After the sensor data comes in and is converted to digital values through the Arduino’s on board ADC, and is slightly filtered, it gets formatted into a simple state matrix: 5 values for the flex sensors, 3 for each axis of the accelerometer. This state matrix gets run through a Naive Bayesian Classifier whenever the state has stabilized, i.e. the user has performed a gesture/letter and holds that position for a specified amount of time. This delay signals the microprocessor to compute the most likely gesture that has just been performed based on the current state of the sensor data out of a list of possible gestures that the Arduino knows about. Because I have no idea what I’m doing when it comes to ASL, I configured the delay to be 2 seconds for myself. Gimme a break, I learned cello on weekends, not ASL.

After the classifier has done its duty, the Arduino takes the gesture of what it thinks to have just been done, and looks it up in it’s dictionary–for us, this was the alphabet and like 10 words, due to memory constraints. The recognizable gestures corresponded to entries in it’s recognition dictionary, which translated between the gesture to the requisite phonetic commands for the Speakjet. These phonetics get sent to the Speakjet chip, and a freakishly robotic voice then says the word. Hey, they included a volume dial thankfully.

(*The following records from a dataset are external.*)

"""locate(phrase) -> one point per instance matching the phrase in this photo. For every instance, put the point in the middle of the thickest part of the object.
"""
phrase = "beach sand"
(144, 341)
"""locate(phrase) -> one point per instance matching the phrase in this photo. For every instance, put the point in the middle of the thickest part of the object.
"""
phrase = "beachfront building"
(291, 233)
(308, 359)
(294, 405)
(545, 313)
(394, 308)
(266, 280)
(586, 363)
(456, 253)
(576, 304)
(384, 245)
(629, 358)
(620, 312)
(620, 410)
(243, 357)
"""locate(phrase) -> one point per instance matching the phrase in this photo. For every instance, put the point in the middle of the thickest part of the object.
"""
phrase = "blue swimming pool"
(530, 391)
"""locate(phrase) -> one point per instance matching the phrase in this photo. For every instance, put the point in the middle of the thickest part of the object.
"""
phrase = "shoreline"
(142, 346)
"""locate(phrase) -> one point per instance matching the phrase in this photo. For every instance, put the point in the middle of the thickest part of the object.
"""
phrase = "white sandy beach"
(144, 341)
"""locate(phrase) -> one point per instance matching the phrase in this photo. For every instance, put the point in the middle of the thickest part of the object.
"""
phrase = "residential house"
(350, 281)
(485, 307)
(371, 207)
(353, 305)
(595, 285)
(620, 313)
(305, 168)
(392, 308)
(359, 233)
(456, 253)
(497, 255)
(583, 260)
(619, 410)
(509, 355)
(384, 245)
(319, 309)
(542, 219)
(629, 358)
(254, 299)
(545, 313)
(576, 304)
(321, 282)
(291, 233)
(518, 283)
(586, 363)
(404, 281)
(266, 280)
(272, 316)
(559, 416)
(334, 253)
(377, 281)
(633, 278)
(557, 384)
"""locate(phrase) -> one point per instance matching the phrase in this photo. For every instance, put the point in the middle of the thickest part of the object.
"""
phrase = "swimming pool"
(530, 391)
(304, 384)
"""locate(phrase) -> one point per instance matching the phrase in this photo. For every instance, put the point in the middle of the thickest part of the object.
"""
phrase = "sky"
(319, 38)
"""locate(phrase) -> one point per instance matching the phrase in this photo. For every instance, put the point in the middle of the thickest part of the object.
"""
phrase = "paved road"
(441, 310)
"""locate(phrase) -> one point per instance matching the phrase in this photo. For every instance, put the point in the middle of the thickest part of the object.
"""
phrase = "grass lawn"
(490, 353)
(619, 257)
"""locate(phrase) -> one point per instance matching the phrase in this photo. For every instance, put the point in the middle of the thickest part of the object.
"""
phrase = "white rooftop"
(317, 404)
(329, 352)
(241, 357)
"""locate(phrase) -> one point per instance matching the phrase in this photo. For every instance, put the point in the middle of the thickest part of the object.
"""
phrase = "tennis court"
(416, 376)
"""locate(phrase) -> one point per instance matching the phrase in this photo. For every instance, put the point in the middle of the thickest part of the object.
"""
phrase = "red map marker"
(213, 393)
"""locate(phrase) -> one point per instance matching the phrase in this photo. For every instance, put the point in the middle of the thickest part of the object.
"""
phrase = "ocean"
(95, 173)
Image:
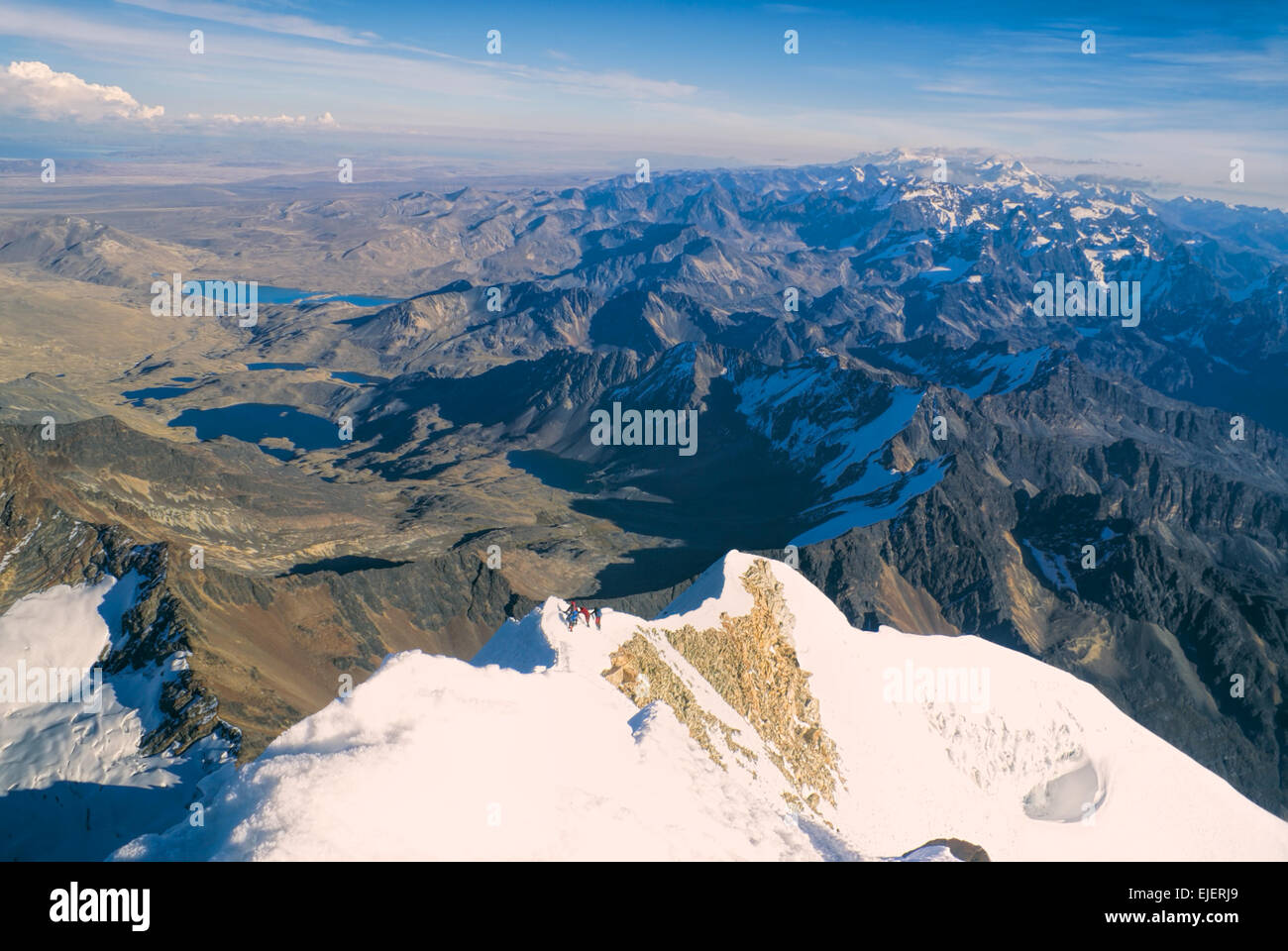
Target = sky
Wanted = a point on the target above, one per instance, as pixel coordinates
(1172, 93)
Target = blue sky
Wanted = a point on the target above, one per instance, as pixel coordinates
(1171, 94)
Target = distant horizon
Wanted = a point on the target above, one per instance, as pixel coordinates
(1163, 94)
(103, 166)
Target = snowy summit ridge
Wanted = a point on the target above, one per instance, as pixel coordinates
(748, 720)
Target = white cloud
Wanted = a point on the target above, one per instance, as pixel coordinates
(34, 89)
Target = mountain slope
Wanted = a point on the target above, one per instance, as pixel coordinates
(750, 720)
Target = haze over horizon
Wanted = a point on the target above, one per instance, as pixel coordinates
(1170, 97)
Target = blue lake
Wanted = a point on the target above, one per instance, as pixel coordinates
(138, 396)
(268, 294)
(256, 422)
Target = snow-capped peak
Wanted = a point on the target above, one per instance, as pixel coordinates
(747, 720)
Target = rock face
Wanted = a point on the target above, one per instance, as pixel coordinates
(936, 454)
(751, 664)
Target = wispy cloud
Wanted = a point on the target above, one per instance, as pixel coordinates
(257, 20)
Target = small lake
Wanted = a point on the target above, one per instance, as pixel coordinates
(256, 422)
(138, 396)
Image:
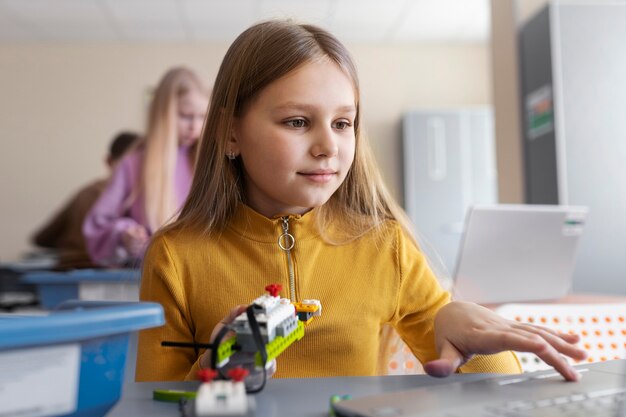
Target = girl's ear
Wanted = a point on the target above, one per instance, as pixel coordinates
(232, 147)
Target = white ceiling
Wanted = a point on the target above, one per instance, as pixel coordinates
(379, 21)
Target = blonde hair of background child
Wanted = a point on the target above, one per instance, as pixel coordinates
(156, 184)
(259, 56)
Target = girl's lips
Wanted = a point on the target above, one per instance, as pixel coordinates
(319, 176)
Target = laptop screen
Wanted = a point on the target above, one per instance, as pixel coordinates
(518, 253)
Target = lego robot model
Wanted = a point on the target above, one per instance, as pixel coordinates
(269, 325)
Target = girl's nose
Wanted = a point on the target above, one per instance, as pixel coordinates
(325, 144)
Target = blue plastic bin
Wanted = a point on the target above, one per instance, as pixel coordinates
(53, 288)
(96, 333)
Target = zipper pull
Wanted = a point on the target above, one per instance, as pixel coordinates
(286, 241)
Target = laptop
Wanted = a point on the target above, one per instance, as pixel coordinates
(518, 252)
(600, 392)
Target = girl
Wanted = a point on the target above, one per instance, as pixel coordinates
(150, 184)
(286, 191)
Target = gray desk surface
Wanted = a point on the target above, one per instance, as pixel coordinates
(308, 397)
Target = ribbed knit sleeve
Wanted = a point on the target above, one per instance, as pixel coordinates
(160, 282)
(419, 299)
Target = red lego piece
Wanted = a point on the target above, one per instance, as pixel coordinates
(273, 289)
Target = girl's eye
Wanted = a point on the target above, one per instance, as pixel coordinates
(342, 124)
(296, 123)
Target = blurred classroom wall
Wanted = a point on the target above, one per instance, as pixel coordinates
(61, 104)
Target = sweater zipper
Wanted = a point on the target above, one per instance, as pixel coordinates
(286, 241)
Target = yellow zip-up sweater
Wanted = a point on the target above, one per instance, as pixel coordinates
(362, 285)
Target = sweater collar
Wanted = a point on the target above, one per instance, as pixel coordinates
(255, 226)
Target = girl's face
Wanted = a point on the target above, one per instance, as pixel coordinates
(192, 108)
(296, 139)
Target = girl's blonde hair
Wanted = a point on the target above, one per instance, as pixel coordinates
(156, 183)
(259, 56)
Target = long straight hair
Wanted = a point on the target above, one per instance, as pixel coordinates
(156, 183)
(261, 55)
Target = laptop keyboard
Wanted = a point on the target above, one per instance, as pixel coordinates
(593, 404)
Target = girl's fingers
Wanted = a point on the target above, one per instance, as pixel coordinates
(449, 360)
(557, 340)
(524, 341)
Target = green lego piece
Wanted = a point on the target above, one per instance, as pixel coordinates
(225, 350)
(279, 344)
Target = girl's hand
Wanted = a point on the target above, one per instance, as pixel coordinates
(134, 240)
(464, 329)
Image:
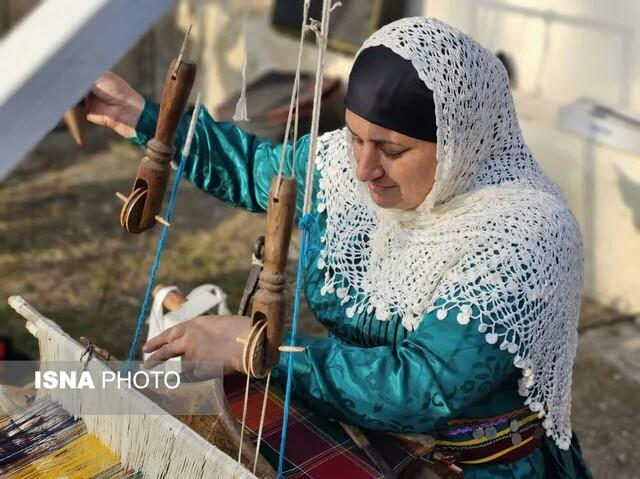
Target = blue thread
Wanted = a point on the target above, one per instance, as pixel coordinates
(306, 225)
(156, 263)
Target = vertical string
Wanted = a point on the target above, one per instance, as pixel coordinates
(261, 426)
(163, 237)
(307, 220)
(241, 107)
(295, 97)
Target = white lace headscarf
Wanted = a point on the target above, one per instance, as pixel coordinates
(494, 237)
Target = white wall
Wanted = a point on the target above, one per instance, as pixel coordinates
(563, 50)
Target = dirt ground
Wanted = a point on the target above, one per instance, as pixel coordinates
(62, 249)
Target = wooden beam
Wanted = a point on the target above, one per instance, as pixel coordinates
(52, 57)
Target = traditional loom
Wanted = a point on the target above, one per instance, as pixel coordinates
(47, 440)
(44, 440)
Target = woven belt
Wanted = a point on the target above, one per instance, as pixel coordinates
(497, 440)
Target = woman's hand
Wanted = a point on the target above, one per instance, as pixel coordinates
(112, 102)
(207, 340)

So some optimizations included using letter frequencies in the classifier (an ‘e’ is more likely to show up than a ‘z’), and code was optimized for performance; it’s pretty slick how much a 16MHz processor can do. While there were more optimizations that could be done (e.g. letter frequency based on the previous letter), it just was not worth it. The Bayesian Classifier is very limited in capability, but great for a proof-of-concept.

Thus, for Version 2, I’ve got Hidden Markov Models planned and the Arduino Mega will be a “training” unit (both for the user, and the HMM), and I want to miniaturize it to an Arduino Pro Mini. HMM’s are awesome for identifying things that can’t be observed directly; they are frequently used for speech recognition. But yeah, things to do things to do. I’ll revise this article shortly, as its level of ‘snarky’ is probably too high.